Ri’s work reflects life under Myanmar’s military regime, where artistic practice becomes a careful negotiation of visibility and risk. Johan’s long-term engagement with families of the politically disappeared in Bangladesh, including collaborations with institutions such as Mayer Daak, demonstrates how photography and activism can sustain memory in the face of official erasure.
Muhammad Salah’s work explores the fractures of Khartoum, shaped by the conflict between the army and rebel forces, as well as by his own experiences growing up amid instability and violence.
Against Erasure
Munem Wasif
Munem Wasif is a Dhaka-based artist, curator, and educator whose practice explores memory, place, and identity through photography and video. A co-curator of Chobi Mela since its eighth edition, he has curated major survey exhibitions on Anwar Hossain (2015), Nasir Ali Mamun (2017), and Rashid Talukder (2019). Along with Tanzim Wahab, he co-edited two editions of Kamra, a Bangla anthology on photography.
Wasif was a Wissenschaftskolleg zu Berlin fellow (2020–21) and received the 2023 Robert Gardner Fellowship for research on indigo in Bengal. Currently, he teaches at Pathshala South Asian Media Institute in Dhaka.
Memories of Disappearance
Mosfiqur Rahman Johan
Mosfiqur Rahman Johan is an anthropologist and documentary photographer based in Bangladesh. His work explores humanitarian, environmental, and socio-political realities across Bangladesh, combining ethnographic research and long-term immersion to build layered narratives of resistance, resilience, memory, and belonging.
Johan’s recent collaboration is with Maayer Daak — a collective for justice, where relatives of the disappeared come together to share grief, preserve the stories of their loved ones, and resist state violence. His projects address enforced disappearance, the death penalty, displacement, police brutality, and environmental degradation through research-driven visual storytelling.
His visual journal reflects on the psychological impact of losing one’s space, challenging dominant discourses on state violence, gender, and development. His work has been exhibited, awarded, and featured internationally.
Between The Niles
Muhammad Salah Abdulaziz
Muhammad Salah Abdulaziz is a Sudanese photographer and curator based in Berlin.
His work explores cities, relationality, and the organisation, distribution, and experience of physical and psychic spaces, working through an intuitive, responsive process. He synthesises various components into larger bodies of work, maintaining a slow pace of examination that fosters intimate engagement with explored themes.
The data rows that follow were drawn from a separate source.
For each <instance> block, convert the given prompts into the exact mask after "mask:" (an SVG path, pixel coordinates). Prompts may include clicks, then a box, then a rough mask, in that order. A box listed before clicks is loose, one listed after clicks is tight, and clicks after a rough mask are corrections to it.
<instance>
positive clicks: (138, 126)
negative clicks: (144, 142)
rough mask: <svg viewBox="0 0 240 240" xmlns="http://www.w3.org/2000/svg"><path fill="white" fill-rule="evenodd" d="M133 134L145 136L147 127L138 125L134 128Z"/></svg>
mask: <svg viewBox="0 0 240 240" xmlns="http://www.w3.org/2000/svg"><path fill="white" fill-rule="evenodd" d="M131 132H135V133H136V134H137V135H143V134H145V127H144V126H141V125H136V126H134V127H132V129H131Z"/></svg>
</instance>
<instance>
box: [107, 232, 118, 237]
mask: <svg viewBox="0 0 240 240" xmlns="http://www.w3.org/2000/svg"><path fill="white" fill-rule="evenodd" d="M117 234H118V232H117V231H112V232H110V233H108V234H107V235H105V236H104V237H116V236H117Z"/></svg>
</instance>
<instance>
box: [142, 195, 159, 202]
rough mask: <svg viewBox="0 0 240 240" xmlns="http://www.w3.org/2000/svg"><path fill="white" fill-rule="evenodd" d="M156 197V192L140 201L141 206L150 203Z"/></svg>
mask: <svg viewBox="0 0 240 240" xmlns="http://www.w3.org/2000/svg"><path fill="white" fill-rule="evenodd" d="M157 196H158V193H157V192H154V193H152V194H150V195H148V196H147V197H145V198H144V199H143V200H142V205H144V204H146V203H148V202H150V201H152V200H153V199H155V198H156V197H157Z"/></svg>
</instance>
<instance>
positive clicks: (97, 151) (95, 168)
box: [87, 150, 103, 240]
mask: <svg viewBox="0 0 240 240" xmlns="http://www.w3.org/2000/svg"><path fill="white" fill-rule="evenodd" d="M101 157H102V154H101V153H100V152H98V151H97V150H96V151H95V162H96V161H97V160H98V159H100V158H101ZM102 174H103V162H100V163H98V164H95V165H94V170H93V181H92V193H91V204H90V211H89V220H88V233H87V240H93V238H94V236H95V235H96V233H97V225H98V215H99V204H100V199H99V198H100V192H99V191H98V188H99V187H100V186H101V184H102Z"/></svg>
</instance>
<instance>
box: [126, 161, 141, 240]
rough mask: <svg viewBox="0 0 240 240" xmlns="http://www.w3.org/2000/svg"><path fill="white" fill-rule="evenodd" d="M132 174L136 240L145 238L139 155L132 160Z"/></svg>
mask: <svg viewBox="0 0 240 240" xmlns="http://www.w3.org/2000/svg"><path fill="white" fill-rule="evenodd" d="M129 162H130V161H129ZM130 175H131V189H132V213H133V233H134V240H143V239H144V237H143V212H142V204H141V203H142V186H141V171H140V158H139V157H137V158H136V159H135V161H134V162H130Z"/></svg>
Abdulaziz holds a B.A. in Linguistics and an M.A. in African Verbal and Visual Arts, specialising in curatorial studies and media in Africa. His academic background both informs and influences his practice.
What We Remember, When We Remember
Ri
Ri is a lens-based visual artist from Myanmar whose practice explores queer identity, intimacy, and belonging. Their work weaves together visual poetry, geopolitical landscapes, and narratives shaped by Myanmar’s complex political realities, tracing personal and collective experiences of vulnerability and resistance within shifting social terrains.
Ri’s work has been exhibited internationally at the Bangkok Art and Culture Center, Jakarta Photo Festival, Kochi-Muziris Biennale, Verzasca Foto Festival (Switzerland), and Asia Art Biennale (Taiwan). In 2024, Ri completed a 50-day residency in Switzerland supported by Pro Helvetia New Delhi and was selected for the Joop Swart Masterclass by the World Press Photo Foundation.